Aqui vão alguns trechos do texto de Mitchell que o WP não quis colocar em suas páginas.
Durante algum tempo, em 2003, a palavra Iraque significava nunca ter de pedir perdão. A ofensiva da primavera havia produzido uma vitória em menos de três semanas, com uma taxa de mortalidade relativamente baixa entre americanos e civis iraquianos. Saddam fugiu e George W. Bush e sua equipe receberam elogios esmagadores, pelo menos aqui em casa.
Mas espere. Onde estavam as multidões saudando-nos como “libertadores”? Por que os iraquianos agora estão atirando uns nos outros – e explodindo nossos soldados? E onde estavam as armas de destruição em massa e materiais nucleares? A maioria dos americanos apoiou a invasão, por isso ainda era muito cedo para mea culpas.
Em 2004, ficou claro que as armas de Saddam nunca seriam encontradas, mas com uma nova eleição a caminho, “desculpe” ainda era a palavra mais difícil de falar. Mas alguns lampejos muito limitados de prestação de contas começaram a aparecer.
Bush e muitos outros – incluindo dezenas de democratas – que afirmaram que as provas de armas de destruição em massa eram batata agora admitem que essa inteligência de guerra estava abaixo da média. Mas não os culpo! Eles simplesmente tinham sido enganados. Judith Miller, do New York Times, talvez a primeira fabulista no período de preparação para a guerra, explicou que era tão boa quanto suas fontes, que tinham nomes como “Guy Red Cap” e “Curveball”.
Mas os meios de comunicação, que na maior parte haviam engolido toda a história das armas, não apoiaram a reeleição e, portanto, algumas autocríticas, pelo menos, aconteceram.

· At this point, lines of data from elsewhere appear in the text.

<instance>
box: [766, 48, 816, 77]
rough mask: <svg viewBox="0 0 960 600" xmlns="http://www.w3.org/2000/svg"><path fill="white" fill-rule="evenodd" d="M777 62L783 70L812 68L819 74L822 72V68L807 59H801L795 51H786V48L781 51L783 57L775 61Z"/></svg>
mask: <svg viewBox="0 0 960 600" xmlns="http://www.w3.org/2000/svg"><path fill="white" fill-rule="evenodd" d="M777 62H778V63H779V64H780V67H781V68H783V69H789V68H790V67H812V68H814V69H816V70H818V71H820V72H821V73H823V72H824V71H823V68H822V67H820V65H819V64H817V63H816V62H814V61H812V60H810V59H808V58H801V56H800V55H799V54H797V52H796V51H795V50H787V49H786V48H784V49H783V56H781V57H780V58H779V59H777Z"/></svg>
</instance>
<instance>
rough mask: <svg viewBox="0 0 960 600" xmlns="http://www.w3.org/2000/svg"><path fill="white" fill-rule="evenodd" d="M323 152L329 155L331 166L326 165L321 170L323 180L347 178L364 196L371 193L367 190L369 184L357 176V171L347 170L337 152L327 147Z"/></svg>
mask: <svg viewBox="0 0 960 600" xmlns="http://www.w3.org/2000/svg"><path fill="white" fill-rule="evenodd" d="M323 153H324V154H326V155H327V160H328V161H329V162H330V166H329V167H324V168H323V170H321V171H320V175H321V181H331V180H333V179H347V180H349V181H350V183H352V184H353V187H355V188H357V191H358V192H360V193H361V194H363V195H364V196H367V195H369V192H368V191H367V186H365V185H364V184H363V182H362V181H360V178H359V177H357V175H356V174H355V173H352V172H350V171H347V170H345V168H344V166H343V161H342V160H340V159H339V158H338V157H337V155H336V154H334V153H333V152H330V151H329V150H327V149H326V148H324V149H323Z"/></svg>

A Mini Culpa: esta expressão foi cunhada por Jack Shafer, da Slate, após o New York Times publicar uma “nota dos editores”, em maio de 2004, admitindo que tinha “publicando artigos problemáticos” (não mencionou nenhum dos autores) sobre o Iraque, mas salientando que foi “enganado”, como a maioria, no governo Bush.

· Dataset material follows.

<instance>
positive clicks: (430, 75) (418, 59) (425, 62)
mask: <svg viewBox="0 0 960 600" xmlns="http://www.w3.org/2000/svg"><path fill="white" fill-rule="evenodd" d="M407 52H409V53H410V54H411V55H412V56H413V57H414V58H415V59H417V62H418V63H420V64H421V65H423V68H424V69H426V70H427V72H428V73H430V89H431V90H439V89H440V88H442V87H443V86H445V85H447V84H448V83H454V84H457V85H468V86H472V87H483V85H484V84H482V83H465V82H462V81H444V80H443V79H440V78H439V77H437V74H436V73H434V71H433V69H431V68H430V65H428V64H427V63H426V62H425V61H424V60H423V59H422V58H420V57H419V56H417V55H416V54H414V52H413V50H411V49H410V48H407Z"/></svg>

Ao contrário do Times, os editores do Washington Post não produziram sua própria explicação, mas permitiram ao editor de mídia Howard Kurtz escrever um longo artigo. Editores e repórteres admitiram ter trabalhado mal, mas ofereceram uma desculpa atrás da outra, com frases como “é sempre fácil julgar em retrospectiva”, “dificuldades de edição”, “problemas de comunicação” e “há espaço limitado na primeira página.” Um repórter top disse: “Nós somos, inevitavelmente, porta-vozes da administração que está no poder.”
No ano passado, a carnificina no Iraque se intensificou, mas aceitar a culpa por isso na América ainda era muito difícil. O presidente Bush e o vice-presidente Cheney disseram que, mesmo sabendo que a ameaça era falsa, ainda fariam novamente o que fizeram. Motivo: eles depuseram um “ditador” – ou você preferiria ter Saddam ainda no poder?

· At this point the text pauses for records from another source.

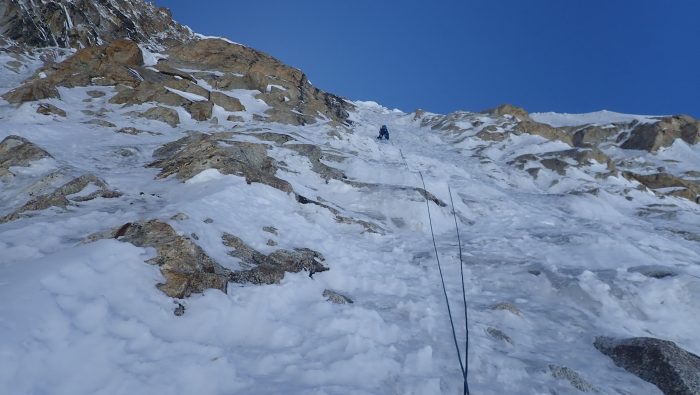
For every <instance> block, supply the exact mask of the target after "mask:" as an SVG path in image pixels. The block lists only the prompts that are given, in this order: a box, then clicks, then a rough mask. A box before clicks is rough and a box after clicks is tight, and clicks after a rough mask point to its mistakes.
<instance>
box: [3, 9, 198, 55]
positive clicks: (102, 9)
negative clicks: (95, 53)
mask: <svg viewBox="0 0 700 395" xmlns="http://www.w3.org/2000/svg"><path fill="white" fill-rule="evenodd" d="M0 34H3V35H5V36H6V37H9V38H10V39H13V40H15V41H17V42H19V43H21V44H27V45H30V46H34V47H49V46H55V47H64V48H70V47H72V48H84V47H89V46H94V45H101V44H103V43H106V42H110V41H113V40H116V39H120V38H129V39H130V40H133V41H138V42H143V43H154V44H155V43H167V42H169V41H175V40H177V41H180V40H184V39H187V38H189V37H191V36H192V33H191V32H190V31H189V30H188V29H187V28H185V27H184V26H181V25H180V24H178V23H176V22H174V21H173V20H172V17H171V15H170V12H169V11H168V10H167V9H163V8H156V7H155V6H154V5H153V4H151V3H150V2H145V1H142V0H101V1H92V0H48V1H46V0H44V1H31V0H5V1H3V5H2V7H0Z"/></svg>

Agora vamos dar um Flash Forward para estas últimas duas semanas, quando o Iraque (lembra-se do Iraque?) ressurgiu nas seções de notícias e opiniões. Primeiro, aqueles que aceitaram alguma culpa.
David Frum, autor dos discursos de Bush, escreveu mais de mil palavras no Daily Beast descrevendo várias razões para promover a guerra antes de concluir muito brevemente: “aqueles de nós que estavam envolvidos, de qualquer maneira, devem assumir a responsabilidade.” Acrescentou: “Eu poderia ter me ateado fogo em protesto no gramado da Casa Branca e a guerra teria prosseguido sem mim”. Jonathan Chait, da revista New Yorker, se arrependeu por apoiar a guerra, mas defendeu a crença nas armas de destruição de Saddam e lembrou que “apoiar a guerra era cool e um sinal de seriedade. As pessoas que exigem desculpas hoje serão solicitadas a pedir desculpas amanhã “.
O jornalista Ezra Klein pediu desculpas em uma coluna do site da Bloomberg por apoiar a guerra – quando ele tinha 18 anos. O blogueiro Charles Pierce, da Esquire, respondeu: “É encorajador que ele não seja mais ‘jovem e burro’ para acreditar em contos de fadas”.
Thomas Friedman, famoso colunista do New York Times, admitiu que os EUA tinham “pago um preço muito alto” pela a invasão de 2003 (que ele apoiou, mas não menciona agora), mas, ei, ainda havia uma chance de que coisas boas aconteceriam – se apenas aqueles iraquianos ingratos parassem de explodir uns aos outros e criassem uma democracia estável.